In the 1989 Spike Lee movie, “Do the right thing,” the phrase was used more broadly to apply to the wide range of problems in black~white race relations. In 2031, it seems to me “Do the right thing” is passing out of male hands altogether; and, into female hands. The collapse of colleges is asking us, “Will we, Women In Congress, have the intestinal fortitude — the balls — to “Do the right thing” for the next seven generations of young adults?

I know male leadership prior to 2024 was a basket case, with virtually no good role models for women in charge now. More than any other issue to date, the college crisis challenges us if we know what the right thing to do is; and, whether we will do it — or not. Responding to this challenge will test our creativity, our endurance and our talents. Whether we succeed or not, it will exercise our will to do good and exercise our healthy autonomy. In this sense we cannot lose by stepping forward. We only lose if we do nothing.

end Q

The cheers and hugging started again. For the first time in the college crisis, mothers felt morally and emotionally supported. This was the climax of a mass, national, out-pouring of public-voter support, similar to the grassroots surge of Mothers Against Drunk Driving in the early 1980s (https://www.madd.org/history); and, Rainbow Coalition for Gun Control in the early 2020s. Both actions did not stop until legislation to their liking was made law in all 52 states.

Later historians note the college crisis marked the point where, as the challenges became bigger, Women took up more sophisticated strategy and tactics.

They were still picking up the broken pieces, left behind in the cultural-economic ransacking of Earth by Homo-self-destructivus. However with colleges, Women as a gender, women’s self-concept was graduating from seeing themselves as supporters and comforters, as “pink-collar workers,” nurturing elementary school teachers, nurses and dental assistants — to capable, competent, self-propelled executives — with — a collective vision of benefits, for the 99%, reaching forward seven generations.

Women were waking up, healing, realizing they were still depressed, still living in the male gaze. Taking on the challenge of rectifying liberal arts colleges, was NOT pink collar work. The college crisis was forcing women in a new direction elected male officials had not ventured into since Lincoln and JFK. College collapse was forcing them to think like visionaries. Re-making colleges was not menial work; could not be accomplished by only supporting people. Events were pushing Women to conceive of a better future for the 99%, form a physical body for this vision; and nurture it until it could take its place as a completely new kind of liberal arts education. This was work more resonant with Gal Godot’s portrayal of Wonder Woman.

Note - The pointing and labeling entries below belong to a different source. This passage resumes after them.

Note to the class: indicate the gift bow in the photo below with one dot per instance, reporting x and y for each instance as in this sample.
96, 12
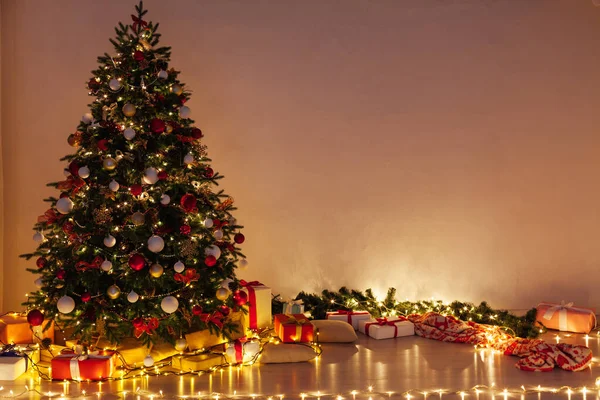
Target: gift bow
137, 22
84, 266
189, 276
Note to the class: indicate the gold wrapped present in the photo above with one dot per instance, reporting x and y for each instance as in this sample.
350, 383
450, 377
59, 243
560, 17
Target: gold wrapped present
201, 362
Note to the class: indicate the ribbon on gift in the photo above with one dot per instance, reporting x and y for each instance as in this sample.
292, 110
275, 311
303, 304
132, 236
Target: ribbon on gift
76, 358
563, 310
253, 314
349, 314
384, 322
95, 264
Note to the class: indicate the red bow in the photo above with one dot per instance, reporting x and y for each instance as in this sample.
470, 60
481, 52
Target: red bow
144, 326
95, 264
49, 216
137, 22
72, 183
189, 276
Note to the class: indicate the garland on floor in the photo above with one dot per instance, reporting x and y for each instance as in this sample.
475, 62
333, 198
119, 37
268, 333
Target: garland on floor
353, 300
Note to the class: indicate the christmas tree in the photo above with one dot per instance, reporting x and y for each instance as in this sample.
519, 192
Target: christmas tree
139, 242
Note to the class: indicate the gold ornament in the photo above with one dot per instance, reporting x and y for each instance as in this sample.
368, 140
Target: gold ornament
102, 216
156, 270
129, 110
176, 88
109, 163
113, 292
138, 218
223, 294
75, 140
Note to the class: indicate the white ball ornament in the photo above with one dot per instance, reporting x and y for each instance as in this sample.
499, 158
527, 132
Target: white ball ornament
185, 112
84, 172
38, 237
179, 267
110, 241
132, 297
188, 159
87, 118
151, 176
64, 205
180, 345
156, 244
129, 133
213, 250
169, 304
65, 304
106, 266
148, 361
114, 84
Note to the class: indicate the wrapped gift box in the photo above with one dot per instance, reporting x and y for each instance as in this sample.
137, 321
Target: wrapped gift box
294, 328
351, 317
566, 318
93, 366
240, 352
293, 307
258, 306
201, 362
14, 328
383, 328
204, 339
12, 365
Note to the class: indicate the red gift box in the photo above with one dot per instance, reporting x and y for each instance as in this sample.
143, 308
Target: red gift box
93, 366
293, 328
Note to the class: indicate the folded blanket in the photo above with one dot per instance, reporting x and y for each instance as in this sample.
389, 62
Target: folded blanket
537, 355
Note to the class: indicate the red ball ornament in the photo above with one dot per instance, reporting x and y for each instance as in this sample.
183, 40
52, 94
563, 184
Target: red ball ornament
41, 262
157, 125
239, 238
35, 317
240, 297
185, 229
188, 202
197, 133
137, 262
136, 190
210, 261
225, 310
197, 310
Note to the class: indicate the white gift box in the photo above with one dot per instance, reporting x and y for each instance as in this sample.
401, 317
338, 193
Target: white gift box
238, 352
258, 306
386, 329
12, 367
351, 317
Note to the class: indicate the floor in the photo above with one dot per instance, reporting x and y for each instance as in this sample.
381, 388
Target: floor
391, 367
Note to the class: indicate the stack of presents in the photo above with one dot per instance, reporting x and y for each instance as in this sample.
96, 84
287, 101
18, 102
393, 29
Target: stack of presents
292, 340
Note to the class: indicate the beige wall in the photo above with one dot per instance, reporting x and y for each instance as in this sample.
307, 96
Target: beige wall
447, 148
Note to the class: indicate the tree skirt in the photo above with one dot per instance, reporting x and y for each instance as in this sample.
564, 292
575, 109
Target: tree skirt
536, 354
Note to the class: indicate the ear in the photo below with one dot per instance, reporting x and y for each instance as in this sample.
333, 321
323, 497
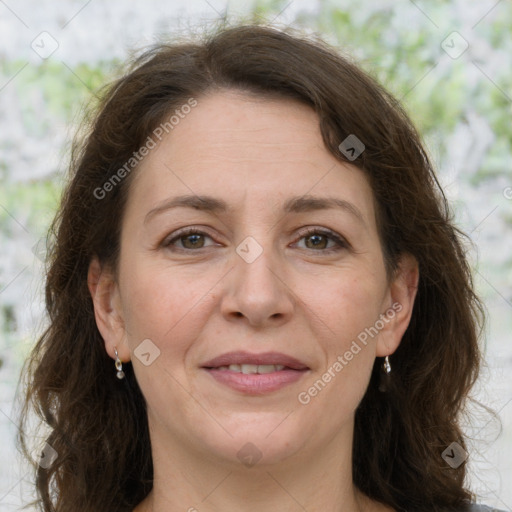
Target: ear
107, 309
400, 303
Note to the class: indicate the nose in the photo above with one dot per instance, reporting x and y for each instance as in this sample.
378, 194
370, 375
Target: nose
258, 291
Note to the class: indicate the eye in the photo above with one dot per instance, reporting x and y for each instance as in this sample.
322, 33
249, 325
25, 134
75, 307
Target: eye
189, 238
317, 239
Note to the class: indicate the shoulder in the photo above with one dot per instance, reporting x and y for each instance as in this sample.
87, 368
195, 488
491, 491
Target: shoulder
474, 507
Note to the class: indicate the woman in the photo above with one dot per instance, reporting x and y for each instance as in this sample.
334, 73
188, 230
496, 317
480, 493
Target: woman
257, 298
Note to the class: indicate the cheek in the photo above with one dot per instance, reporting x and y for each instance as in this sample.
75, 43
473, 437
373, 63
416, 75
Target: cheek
349, 304
165, 305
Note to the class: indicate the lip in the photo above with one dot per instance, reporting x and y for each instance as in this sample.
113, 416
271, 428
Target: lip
256, 384
241, 357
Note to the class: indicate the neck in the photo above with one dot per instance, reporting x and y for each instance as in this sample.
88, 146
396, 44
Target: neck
312, 479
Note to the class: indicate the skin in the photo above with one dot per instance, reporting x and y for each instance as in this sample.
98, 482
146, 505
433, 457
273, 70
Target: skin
296, 298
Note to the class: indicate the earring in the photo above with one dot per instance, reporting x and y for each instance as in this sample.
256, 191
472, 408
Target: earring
119, 366
386, 365
385, 377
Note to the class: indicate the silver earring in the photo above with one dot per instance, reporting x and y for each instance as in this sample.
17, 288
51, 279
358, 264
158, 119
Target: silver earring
119, 366
385, 376
386, 365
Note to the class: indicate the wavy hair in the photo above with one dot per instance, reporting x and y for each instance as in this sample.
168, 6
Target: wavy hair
70, 383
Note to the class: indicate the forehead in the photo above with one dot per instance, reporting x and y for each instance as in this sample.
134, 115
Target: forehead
249, 150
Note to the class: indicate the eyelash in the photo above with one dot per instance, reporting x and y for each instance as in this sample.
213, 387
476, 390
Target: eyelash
341, 244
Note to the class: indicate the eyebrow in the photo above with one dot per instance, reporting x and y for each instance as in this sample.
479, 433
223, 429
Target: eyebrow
299, 204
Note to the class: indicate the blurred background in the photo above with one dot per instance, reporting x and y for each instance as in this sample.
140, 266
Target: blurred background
447, 61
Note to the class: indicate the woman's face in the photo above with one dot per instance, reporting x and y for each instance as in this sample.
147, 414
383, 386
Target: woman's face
283, 275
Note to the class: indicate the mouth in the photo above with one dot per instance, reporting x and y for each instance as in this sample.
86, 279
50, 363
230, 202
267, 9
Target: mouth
255, 374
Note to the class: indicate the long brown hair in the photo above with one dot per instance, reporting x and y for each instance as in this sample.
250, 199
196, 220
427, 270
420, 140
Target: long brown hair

This was, “stepping into larger shoes.” Women encouraged each other NOT TO GIVE UP, to step forward and into this huge task.

The rest of the four days of the 2031 Conference was planned to move out of the abstract and into the concrete. The next three days of interactive exercises were designed to crowdsource new thinking on how to proceed; and, how to set up governance. A giant Post-It note on the Conference organizers office wall asked, “How much feedback and good ideas can we crowdsource today?”

From abstract to practical

The Speaker of the House continued. “Women In Congress has convened and mandated a New Colleges Project Committee. Their mandate is to respond creatively to college collapse. I want to tell you about what our mandate does and does not say. Our mandate is to re-write the values and to re-vision a more workable purpose for liberal arts colleges.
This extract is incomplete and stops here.